London: Nikos Pappas, Greece’s Minister of Digital Policy, Telecommunications and Media, is serious about going into space.
"Greece is one of the few European countries that was lacking a space agency,” Pappas said in an interview with Bloomberg at Mobile World Congress in Barcelona this week. "The Greek space agency will coordinate public and private institutions in order to make best use of the country’s capabilities in the sector of space and satellite applications.”
The launch of the space agency is part of the Greek government’s drive to stem the country’s brain drain. Since the start of the crisis in 2008, Greece’s Central Bank estimates around 427,000 educated Greeks have left the country. The new agency will "create numerous new jobs, offering opportunities to Greek scientists to either stay or come back to the country,” said Pappas.
Previously an economic researcher in Strathclyde, Scotland, Pappas joined the Greek government in January 2015, and became telecoms minister in November. In January, he presented a draft bill for the creation of National Center for Space Applications.
The Greek government will not own any satellites. Hellas Sat 3, built by UK firm Inmarsat and Greece’s Hellas Sat Consortium Ltd., is currently under construction in Cannes, France, and is set to be put into orbit from French Guiana on June 28.
"In early summer, the launching of Hellas Sat 3, the new satellite that will take its place on the Greek orbital position, will significantly broaden the Greek capacity to host satellite applications, both for the public and the private sector,” said Pappas.
Greece’s main opposition leader Kyriakos Mitsotakis said Pappas is from "another planet,” addressing the minister during a parliamentary debate on Feb. 1. Socialist Pasok party posted to Twitter a picture of Pappas, Prime Minister Alexis Tsipras and Greek Defense Minister Panos Kammenos in a spaceship commenting on the government’s decision to set up the service.
Ιt is not the first time Greece has attempted to conquer space in the era of the bailouts. In 2013, the Defense Minister of Antonis Samaras’s government, Fofi Gennimata, had announced the government’s intention to set up a space missile launch base in Kalamata, southern Greece.
Pappas is hoping that Greece’s nascent space agency can aid the country’s security and agriculture industries, as well as helping to prevent floods and wildfires.
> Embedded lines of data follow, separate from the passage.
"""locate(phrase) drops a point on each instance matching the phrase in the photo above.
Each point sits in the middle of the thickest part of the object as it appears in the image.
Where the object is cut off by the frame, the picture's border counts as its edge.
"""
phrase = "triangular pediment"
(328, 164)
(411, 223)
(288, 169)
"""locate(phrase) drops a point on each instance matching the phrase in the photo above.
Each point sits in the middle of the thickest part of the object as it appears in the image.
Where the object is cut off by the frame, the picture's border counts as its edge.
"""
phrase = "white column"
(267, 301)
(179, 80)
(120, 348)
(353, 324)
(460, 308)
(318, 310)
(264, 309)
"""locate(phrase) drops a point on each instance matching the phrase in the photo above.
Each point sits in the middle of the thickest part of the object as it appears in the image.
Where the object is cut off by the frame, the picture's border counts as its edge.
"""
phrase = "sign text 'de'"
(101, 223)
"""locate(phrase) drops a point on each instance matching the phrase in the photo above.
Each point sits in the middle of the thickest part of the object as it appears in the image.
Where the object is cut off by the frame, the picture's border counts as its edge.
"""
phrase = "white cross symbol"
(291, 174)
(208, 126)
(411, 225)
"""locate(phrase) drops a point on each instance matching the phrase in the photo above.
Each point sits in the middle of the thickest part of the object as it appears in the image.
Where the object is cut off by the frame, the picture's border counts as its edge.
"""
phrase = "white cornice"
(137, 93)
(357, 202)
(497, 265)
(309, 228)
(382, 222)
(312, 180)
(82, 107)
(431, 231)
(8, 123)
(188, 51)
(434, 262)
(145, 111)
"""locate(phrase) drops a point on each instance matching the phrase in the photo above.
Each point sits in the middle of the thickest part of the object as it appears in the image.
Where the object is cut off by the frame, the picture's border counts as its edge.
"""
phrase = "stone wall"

However, Pappas is also keen to promote startups as well as space adventures. The Greek government and its exhibitors have spent around 400,000 euros ($421,600) on its presence at Mobile World Congress in Barcelona, a flagship telecommunication conference that took place this week.
Examples include Viva, an app that helped users bypass the need for cash during Greece’s capital controls, through the use of electronic wallet payments, and the first Greek company to be granted an Electronic Money Institution license by the European Central Bank. Another is Upstream, a mobile commerce platform, which received 25 million euros in financing by the European Investment Bank in February.
"Mobile technology exports are bigger than olive oil,” said Yiannis Kotsis-Giannarakis, general manager of the Hellenic Association of Mobile Application Companies.